Build Back Better takes keen look at ICE-free transportation by 2050
The transportation portion of the Build Back Better (BBB) (Infrastructure Investment and Jobs Act passed by 117th Congress) takes a keen look at alternative fueling methods. It’s in effect a road map of supporting largely non-internal-combustion-engine (ICE) type vehicles by 2050, with critical targets set for 2030, and report reviews at five year intervals.
H.R. 3684 is much bolder than it appears at first glance, and it goes much deeper than merely re-appropriating funds to critical infrastructure sectors such as energy, water, utilities, and highways. Key words such as resiliency, sustainability, private-public partnerships, electric battery, electrical fueling infrastructure, battery recycling, and research and development are mentioned even more often than common buzzwords such as climate change.
In fact, it appears to be a roadmap lifted right from the American Society of Civil Engineers 21st century “building for adaptive infrastructure” vision. A progressive element within the ASCE technical committee is rightly concerned with the threat which climate change poses for the stability of existing national infrastructure, whether it’s hydroelectric dams, Alaskan viaducts, grid connections, water supply, public transportation, or rail. Scientists warn that climate change will bring unpredictable weather, typhoons, floods, drought, and wildfires.

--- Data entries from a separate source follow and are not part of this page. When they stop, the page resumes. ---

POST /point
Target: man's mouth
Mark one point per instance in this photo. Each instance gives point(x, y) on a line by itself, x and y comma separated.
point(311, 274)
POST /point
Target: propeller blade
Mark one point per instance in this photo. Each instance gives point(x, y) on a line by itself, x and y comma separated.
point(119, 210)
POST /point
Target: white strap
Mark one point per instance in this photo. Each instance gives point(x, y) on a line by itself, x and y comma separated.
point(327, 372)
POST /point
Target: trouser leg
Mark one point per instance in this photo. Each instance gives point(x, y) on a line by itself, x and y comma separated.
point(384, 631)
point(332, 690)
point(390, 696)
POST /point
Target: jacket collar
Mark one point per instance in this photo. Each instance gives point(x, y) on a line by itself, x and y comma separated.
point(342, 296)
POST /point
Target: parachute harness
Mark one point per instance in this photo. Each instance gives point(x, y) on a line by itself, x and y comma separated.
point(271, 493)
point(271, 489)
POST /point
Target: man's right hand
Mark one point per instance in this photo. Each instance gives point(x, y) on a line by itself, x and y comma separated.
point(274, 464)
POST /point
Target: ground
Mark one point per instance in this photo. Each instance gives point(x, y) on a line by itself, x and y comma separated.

Here’s a bird’s eye view of the massive 1300 page proposal on how radical the bill really is—-and why conservative thinktanks opposed it—-while creating new jobs and bringing America up to speed with China in deploying, manufacturing, and supporting alternative transportation use whether vehicles, rail, delivery, or interurban.

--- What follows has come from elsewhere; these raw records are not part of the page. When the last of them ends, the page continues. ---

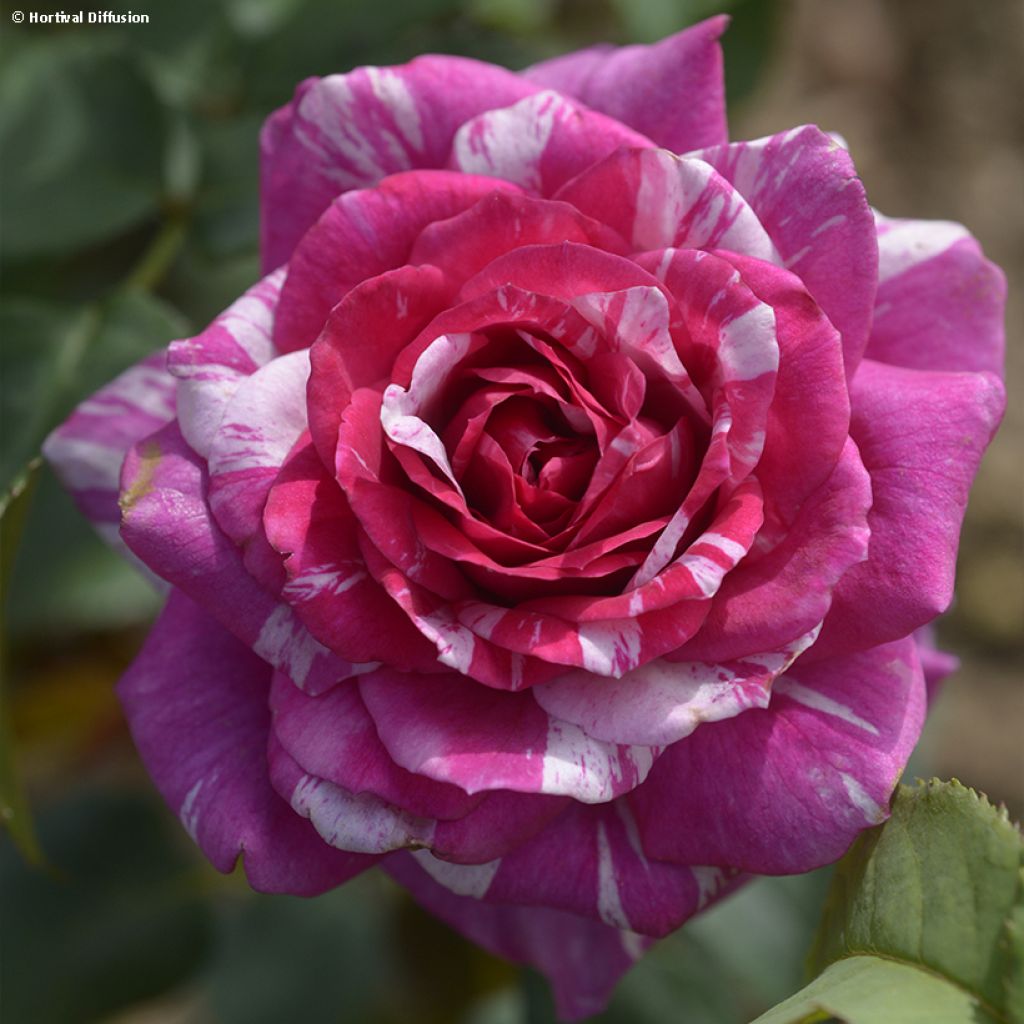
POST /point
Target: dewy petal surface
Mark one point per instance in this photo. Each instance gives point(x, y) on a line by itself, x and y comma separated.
point(349, 131)
point(189, 679)
point(940, 303)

1— First in priority appears to be fostering growth in electrical vehicle (EV) use nationwide. This is a fulfillment of President Biden’s campaign promise to create jobs while making sustainability affordable for everyone and meeting the Paris Climate Accord of keeping global warming to within a couple degrees. The bill does so by encouraging SMART (strengthen-mobility-and-revolutionizing-transportation) grants in research, development, data-gathering, and risk-analysis on the viability of new electrical fueling infrastructures. University transportations centers will serve as hubs at critical nodes around the country where new manufacturing methods, needs in battery efficiency, fuel consumption, charging capabilities will continually be assessed. The appropriations include cuts for cybersecurity enhancements to protect and enhance the performance of the energy grid.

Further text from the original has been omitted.